Hey--could I trouble you to go read my dissertation under the '87-'96 forum, entitled "Spongy Brake Pedal?" Because I have a question about the RABS valve. Is that right inside the frame rail, just about directly under the Master Cylinder? Because I don't have the "bleeder rod" in what I thought was the proportioning valve on my '88 F-150. It just doesn't have one.

I'm thinking that what I thought was just the proportioning valve MUST also be the RABS valve as well, because I replaced the hyd. line to the rear, and there IS no other valve that would/could activate rear ABS.

So the RABS must also incorporate the standard proportioning/differential valve which would normally be found on a truck with no abs, right?

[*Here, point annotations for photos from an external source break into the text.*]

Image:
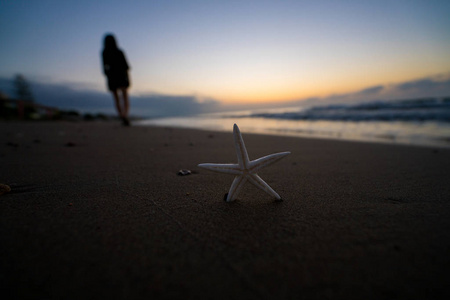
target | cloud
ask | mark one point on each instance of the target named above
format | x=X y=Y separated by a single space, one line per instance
x=371 y=90
x=65 y=97
x=433 y=86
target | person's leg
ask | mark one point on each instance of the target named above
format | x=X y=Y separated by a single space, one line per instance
x=117 y=103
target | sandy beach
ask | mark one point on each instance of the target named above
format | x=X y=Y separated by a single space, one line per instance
x=97 y=211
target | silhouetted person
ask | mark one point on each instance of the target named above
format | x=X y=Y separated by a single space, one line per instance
x=116 y=68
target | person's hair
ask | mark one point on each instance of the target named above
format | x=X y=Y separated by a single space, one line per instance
x=110 y=42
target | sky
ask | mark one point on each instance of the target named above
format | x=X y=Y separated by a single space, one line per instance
x=234 y=52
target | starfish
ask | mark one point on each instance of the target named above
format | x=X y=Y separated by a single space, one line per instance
x=245 y=170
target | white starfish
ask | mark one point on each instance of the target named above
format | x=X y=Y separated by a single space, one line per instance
x=245 y=169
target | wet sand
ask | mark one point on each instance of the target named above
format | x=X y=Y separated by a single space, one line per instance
x=97 y=210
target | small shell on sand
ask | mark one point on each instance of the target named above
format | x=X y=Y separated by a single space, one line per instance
x=4 y=189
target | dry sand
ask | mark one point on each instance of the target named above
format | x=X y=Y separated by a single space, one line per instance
x=97 y=211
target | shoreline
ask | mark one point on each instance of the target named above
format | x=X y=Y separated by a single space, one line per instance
x=218 y=125
x=98 y=210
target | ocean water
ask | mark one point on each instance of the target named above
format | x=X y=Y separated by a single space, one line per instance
x=423 y=122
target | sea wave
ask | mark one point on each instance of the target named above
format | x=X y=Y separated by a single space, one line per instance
x=426 y=109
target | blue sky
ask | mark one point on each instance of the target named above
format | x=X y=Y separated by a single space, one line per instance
x=231 y=51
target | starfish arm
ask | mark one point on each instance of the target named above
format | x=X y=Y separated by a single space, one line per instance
x=236 y=187
x=241 y=151
x=258 y=182
x=222 y=168
x=262 y=162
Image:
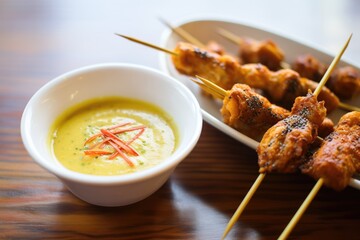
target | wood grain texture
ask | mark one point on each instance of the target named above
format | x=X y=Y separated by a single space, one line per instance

What's beginning to concern me more than the spongy pedal is the fact that the red BRAKE light is not coming on when I turn the ignition on, though all the other idiot lights do, including the ABS light. Yet the red BRAKE light comes on when I push the E-brake, at least, most times it does, so the bulb can't be bad.

Shouldn't the red BRAKE light come on with the other idiot lights, then go off after two seconds?

Also, I bled the bleed nipple on the RABS/proportioning vavle (if that's what it is). Was I not supposed to do this?

Re: the order, I did it first, before going: RR, LR, RF and LF. Actually, in the very first bleed, I also came back to it again, I believe, after doing the RR, but I only got air out of it the very first time I bled the nipple on the proportioning valve.

Just wondering if my MS is bad, and why the red light isn't coming on, and WTF I'm supposed to do with the bleed nipple on the proportioning valve, and in what order, wheelwise. Oh, and what I'm supposed to do since there's no "bleeder rod" on my proportioning valve-lol.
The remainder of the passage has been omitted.